Paper No. 3
Presentation Time: 1:30 PM-5:30 PM
PRE- AND POST 9.5 MA SHEAR ZONE ACTIVITY AT THE MORMON POINT TURTLEBACK, DEATH VALLEY, CALIFORNIA
The Mormon Point turtleback, on the western front of the Black Mountains, consists of a footwall of ductiley deformed rocks, a brittle shear zone, and a hanging wall of faulted and fractured upper crustal rocks. The footwall rocks consist of a mid-Proterozoic basement gneiss and a late-Proterozoic marble generally assigned to the Noonday Dolomite. Both units contain mylonitic fabrics with a top-to-the-NW sense of shear, consistent with the regional direction of extension. The footwall is intruded by 9.53 +/- .04 Ma. silicic dikes (U-Pb zircon: Miller & Friedman, 2003). These dikes cut most of the footwall but are deflected to the NW near the upper 30-50 meters of exposure. Their angle of deflection is approximately 46 degrees to indicate a shear strain of slightly more than 1. Additionally the amount of NW-directed deflection for each dike amounts to less than 100m of post intrusion displacement.

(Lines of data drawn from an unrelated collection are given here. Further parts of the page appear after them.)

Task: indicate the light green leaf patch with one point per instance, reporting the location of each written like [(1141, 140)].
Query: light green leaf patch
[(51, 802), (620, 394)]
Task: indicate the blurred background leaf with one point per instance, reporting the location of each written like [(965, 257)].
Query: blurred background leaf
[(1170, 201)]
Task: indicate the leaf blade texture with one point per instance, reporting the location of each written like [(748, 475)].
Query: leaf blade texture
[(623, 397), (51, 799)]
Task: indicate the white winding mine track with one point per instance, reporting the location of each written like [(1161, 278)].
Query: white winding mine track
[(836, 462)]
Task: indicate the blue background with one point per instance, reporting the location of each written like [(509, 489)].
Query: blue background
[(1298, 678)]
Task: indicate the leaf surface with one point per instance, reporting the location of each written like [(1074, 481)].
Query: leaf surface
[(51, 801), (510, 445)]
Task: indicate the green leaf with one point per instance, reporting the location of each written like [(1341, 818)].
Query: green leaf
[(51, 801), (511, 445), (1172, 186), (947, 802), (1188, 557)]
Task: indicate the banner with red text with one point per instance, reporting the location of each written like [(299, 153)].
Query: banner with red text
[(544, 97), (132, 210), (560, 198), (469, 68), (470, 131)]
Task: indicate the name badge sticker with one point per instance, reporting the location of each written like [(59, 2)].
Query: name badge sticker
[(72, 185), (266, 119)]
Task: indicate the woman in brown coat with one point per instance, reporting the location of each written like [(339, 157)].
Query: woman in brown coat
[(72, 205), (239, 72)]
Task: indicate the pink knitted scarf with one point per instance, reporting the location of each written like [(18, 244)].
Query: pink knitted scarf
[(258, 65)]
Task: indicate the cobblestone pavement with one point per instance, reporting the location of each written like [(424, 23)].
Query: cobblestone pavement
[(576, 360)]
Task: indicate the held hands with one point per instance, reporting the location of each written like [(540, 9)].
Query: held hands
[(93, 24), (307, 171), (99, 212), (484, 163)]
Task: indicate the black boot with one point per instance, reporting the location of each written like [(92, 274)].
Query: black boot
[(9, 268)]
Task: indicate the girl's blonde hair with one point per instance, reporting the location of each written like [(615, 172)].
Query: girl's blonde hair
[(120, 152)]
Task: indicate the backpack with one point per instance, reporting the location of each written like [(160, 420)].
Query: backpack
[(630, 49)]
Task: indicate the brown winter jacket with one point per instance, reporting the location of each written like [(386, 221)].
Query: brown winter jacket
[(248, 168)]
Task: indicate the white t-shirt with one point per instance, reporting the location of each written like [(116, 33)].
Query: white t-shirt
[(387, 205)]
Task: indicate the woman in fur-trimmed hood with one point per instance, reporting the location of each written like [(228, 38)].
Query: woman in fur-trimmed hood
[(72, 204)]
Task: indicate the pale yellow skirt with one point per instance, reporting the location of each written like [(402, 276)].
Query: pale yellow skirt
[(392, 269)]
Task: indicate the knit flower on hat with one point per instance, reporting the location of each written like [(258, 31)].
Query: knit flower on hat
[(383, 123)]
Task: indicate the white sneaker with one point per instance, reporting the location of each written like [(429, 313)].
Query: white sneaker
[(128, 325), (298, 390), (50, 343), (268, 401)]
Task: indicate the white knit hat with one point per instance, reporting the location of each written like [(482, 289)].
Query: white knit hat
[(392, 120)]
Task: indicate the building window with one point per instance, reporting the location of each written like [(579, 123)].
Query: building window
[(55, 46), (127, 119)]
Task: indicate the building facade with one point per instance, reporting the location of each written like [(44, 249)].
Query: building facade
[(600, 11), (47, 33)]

The deflection of the dikes indicates either two distinct shear episodes, before and after intrusion, or one protracted event. We favor two distinct periods because the 10.44 +/- .22 Ma Smith Mountain Granite (Miller et al., this volume) also cuts most of the shear zone. Therefore the vast majority of ductile extensional strain on the Mormon Point turtleback occurred prior to 10.44 +/- .22 Ma and only limited ductile strain occurred after 9. 53+/- .04 Ma. This evidence supports those models that call for most crustal extension in the region to have occurred earlier than 11 Ma.